Sam Goodman acercó una cerilla a su pipa. Se apagó. Probó con otra.

—Pete, hemos llegado a algunas conclusiones. O, más bien, conjeturas.

—¿Sí?

—Al principio, creíamos que eras un caso extremo de amnesia onírica. Pero, después de haberte despertado algunas veces, hemos llegado a la evidencia de que sufres de lo que nosotros llamamos carencia onírica. Cierto grado de esta carencia suele darse a menudo. Pero la tuya es total. Eres un hombre que no sueña en absoluto. Prácticamente, no has tenido movimientos oculares rápidos. Apenas si han quedado registrados algunos. Y lo mismo con el EEG. Tus ondas cerebrales eran muy pequeñas, sólo daban señales muy débiles.

—Pero yo soñaba, Sam. Tenía los mismos sueños de que te había hablado.

—Es posible. Pero no quedaron registrados como sueños.

—Entonces, ¿qué demonio son?

—No lo sé. Hace años que me dedico a la investigación de los sueños, y tú eres un caso único en mi experiencia. Staub los llamó alucinaciones, ¿no es cierto?

—Sí.

—Muy bien. Entonces, esto es lo que deben de ser. O también podrían ser recuerdos, visiones, revelaciones. Que me maten si lo sé. Pete, estás sufriendo alguna experiencia psíquica poco corriente. No sé de qué clase. Es cuanto yo puedo decirte.

—No —repuso Peter—. Sabes más de lo que me dices. Dímelo sin rodeos, ¿oyes? Tengo algo digno de serias preocupaciones, ¿verdad?

Goodman evitó su mirada.

—Habría preferido que no me preguntaras esto.

—Pero te lo pregunto.

La pipa de Sam Goodman se apagó. Cogió un librito de cerillas para encenderla de nuevo. Luego las echó sobre la mesa.

—Pete, ante todo debes comprender que yo no sirvo para hacer de joven Doctor Jones, como ése que sale en la televisión. Yo sólo puedo ofrecerte hechos ciertos tal como los conozco. Cierta cantidad de sueños normales es una necesidad para cualquier ser humano. Tanto física como mentalmente. Al parecer, asegura la inmunidad contra la psicosis.

—Sigue.

—De hecho, nadie sabe por qué. Claro que hay otras teorías. Las personas que se ven privadas de los sueños son incapaces de descargar ciertas tensiones, ya infantiles o de otro tipo. El ciclo onírico nocturno facilita la relajación de estas tensiones. Si el ciclo se suprime, las tensiones pueden quedar reprimidas y, en determinado momento, abrirse camino del modo que sea. Cuando esto sucede, la mente queda sumergida en imágenes deformadas. Los sentidos se llenan de confusión. Las percepciones ordinarias se embotan. Digámoslo de otro modo. Cuando soñamos, podemos entregarnos a nuestras locuras todas las noches de nuestra vida, en silencio y sin peligro alguno, en vez de hacerlo durante el día.

—En otras palabras, estoy predestinado. Tarde o temprano, acabaré loco. Me volveré un chiflado. Un psicópata.

—Yo no he dicho esto.

—Pero es lo que has dado a entender.

—Escúchame —dijo Goodman con cuidado—. Estoy de acuerdo en que tienes un problema. Un problema serio, sí. Pero todo esto es prematuro. No tenemos ni un solo precedente...

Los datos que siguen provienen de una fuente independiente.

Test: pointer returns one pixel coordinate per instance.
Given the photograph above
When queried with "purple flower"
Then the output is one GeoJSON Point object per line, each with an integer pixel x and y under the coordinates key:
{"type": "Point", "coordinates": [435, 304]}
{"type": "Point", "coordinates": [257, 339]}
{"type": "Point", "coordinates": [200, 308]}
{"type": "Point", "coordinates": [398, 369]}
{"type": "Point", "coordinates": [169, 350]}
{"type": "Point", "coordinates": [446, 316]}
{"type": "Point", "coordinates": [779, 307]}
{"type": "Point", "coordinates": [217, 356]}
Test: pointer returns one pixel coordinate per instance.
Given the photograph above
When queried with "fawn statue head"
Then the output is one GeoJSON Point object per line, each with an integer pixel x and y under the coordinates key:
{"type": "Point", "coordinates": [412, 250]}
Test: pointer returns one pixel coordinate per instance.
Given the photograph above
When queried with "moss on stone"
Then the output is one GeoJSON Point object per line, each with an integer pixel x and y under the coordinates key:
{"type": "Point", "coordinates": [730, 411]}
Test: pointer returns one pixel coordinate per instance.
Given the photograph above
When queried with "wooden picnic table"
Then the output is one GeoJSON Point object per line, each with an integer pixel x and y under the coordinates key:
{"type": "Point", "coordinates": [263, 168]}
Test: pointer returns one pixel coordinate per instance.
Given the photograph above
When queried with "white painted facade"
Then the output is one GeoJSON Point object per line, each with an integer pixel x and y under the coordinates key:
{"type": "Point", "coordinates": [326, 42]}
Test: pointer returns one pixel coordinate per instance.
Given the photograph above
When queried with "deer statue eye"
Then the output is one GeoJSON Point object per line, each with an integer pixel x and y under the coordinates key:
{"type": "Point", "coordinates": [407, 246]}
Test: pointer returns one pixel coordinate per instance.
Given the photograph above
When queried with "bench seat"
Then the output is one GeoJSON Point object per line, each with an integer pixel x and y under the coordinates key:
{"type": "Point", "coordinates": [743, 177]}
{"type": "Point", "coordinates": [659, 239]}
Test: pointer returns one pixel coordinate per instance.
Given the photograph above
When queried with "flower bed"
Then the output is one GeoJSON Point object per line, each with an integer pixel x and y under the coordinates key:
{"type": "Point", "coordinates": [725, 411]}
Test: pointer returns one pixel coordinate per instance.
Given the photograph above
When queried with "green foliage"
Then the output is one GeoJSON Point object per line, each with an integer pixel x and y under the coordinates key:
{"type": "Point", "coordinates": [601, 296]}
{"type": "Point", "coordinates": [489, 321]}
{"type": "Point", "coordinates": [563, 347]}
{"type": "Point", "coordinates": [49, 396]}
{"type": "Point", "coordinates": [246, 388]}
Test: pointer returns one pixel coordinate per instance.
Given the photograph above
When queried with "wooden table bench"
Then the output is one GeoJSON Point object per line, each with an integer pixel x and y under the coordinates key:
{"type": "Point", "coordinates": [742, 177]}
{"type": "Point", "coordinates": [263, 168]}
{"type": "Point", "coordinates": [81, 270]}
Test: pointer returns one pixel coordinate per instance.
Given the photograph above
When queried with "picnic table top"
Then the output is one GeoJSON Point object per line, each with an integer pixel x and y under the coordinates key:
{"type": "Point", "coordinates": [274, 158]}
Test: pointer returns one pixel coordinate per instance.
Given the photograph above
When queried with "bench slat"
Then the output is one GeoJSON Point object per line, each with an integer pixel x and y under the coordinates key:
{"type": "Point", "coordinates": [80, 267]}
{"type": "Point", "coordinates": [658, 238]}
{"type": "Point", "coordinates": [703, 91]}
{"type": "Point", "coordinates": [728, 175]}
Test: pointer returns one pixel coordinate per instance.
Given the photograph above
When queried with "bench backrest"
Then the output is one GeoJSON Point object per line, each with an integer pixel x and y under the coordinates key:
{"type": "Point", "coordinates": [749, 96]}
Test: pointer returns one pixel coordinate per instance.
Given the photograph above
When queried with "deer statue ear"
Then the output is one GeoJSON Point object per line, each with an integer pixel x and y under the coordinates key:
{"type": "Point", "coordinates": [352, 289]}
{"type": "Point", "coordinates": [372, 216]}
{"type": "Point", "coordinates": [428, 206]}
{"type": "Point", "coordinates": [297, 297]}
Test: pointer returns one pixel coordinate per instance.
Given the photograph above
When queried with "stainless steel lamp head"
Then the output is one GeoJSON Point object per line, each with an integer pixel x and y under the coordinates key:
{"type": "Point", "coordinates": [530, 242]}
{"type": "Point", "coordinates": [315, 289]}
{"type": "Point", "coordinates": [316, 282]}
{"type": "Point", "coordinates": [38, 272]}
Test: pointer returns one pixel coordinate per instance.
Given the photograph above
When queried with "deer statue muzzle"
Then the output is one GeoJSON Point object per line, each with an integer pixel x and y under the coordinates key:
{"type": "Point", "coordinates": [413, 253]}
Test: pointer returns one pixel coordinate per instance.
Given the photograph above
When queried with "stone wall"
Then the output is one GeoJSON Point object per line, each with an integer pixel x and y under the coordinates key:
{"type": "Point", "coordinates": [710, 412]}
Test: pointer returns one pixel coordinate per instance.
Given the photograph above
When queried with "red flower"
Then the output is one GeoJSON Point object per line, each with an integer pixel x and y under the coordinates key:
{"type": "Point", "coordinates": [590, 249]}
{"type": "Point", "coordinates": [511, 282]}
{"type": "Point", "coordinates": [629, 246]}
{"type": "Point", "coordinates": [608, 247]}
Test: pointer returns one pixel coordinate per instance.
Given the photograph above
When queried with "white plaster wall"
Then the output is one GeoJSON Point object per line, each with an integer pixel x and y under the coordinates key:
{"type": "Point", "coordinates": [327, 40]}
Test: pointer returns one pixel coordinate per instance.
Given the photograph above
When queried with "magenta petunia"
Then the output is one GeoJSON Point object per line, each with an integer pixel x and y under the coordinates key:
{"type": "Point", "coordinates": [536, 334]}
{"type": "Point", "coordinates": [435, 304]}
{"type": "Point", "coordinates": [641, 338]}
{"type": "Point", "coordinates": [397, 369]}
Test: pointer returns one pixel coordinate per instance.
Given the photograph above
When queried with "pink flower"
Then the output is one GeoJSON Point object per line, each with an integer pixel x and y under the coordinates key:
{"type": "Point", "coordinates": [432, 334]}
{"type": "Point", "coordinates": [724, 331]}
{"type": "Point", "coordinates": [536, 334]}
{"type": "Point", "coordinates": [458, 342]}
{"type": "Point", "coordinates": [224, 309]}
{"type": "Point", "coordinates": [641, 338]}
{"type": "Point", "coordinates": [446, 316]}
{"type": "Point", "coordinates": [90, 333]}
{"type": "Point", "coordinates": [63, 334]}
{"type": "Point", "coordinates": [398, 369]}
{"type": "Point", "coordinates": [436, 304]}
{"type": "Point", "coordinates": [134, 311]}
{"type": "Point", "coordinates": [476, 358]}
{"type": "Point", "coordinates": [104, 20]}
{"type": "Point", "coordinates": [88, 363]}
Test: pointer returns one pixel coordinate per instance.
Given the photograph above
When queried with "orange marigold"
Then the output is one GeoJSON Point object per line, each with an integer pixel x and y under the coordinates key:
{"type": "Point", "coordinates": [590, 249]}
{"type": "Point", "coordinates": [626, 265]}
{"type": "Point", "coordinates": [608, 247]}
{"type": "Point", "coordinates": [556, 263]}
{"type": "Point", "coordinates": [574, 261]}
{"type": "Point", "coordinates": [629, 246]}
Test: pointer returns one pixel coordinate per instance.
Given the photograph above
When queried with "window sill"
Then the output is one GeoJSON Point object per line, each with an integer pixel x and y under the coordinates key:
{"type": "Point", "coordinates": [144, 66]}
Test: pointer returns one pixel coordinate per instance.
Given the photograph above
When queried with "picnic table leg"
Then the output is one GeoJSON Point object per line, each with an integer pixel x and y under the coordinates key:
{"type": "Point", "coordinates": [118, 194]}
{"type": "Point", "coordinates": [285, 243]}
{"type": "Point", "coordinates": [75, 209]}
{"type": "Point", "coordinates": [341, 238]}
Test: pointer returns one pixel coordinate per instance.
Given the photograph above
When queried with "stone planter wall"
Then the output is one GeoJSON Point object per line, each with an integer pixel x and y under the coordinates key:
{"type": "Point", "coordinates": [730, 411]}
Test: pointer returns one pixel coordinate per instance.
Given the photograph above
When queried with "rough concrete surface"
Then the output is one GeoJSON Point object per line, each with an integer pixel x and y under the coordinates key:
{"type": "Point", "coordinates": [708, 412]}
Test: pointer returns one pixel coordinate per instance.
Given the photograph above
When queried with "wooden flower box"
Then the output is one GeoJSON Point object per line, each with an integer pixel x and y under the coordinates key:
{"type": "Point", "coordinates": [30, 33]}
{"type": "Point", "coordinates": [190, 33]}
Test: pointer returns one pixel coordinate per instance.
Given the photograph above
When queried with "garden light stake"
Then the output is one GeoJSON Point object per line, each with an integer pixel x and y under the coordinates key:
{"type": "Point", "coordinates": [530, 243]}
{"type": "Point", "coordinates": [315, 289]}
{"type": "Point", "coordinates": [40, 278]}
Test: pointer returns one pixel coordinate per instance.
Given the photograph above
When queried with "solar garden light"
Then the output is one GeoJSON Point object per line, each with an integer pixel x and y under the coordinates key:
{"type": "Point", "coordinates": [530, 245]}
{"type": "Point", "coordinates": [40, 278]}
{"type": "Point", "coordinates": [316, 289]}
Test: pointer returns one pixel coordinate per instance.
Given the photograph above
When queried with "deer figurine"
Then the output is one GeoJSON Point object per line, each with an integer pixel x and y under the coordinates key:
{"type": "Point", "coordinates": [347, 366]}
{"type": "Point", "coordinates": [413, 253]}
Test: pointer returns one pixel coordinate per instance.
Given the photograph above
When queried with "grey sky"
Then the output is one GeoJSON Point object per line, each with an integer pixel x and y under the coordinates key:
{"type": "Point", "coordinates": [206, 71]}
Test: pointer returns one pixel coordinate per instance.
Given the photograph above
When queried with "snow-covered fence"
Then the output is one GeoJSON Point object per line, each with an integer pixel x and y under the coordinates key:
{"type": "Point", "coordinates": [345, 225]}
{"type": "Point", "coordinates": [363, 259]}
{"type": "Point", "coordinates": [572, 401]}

—¡Maldita sea! —exclamó Pete, furiosamente—, ¿quieres ser franco conmigo de una vez? Si no empiezo a soñar normalmente dentro de poco, me espera un brillante futuro: el de un idiota hecho un lío. ¿Es esto? ¿Sí o no?

—Tómalo con calma, Pete. Tenemos todavía tiempo por delante. Tiene que haber algún medio de sacarte de esto. No soy el único que puede ayudarte.

Pete seguía allí sentado, estremecido. Sam continuaba hablando, pero él apenas si oía lo que decía.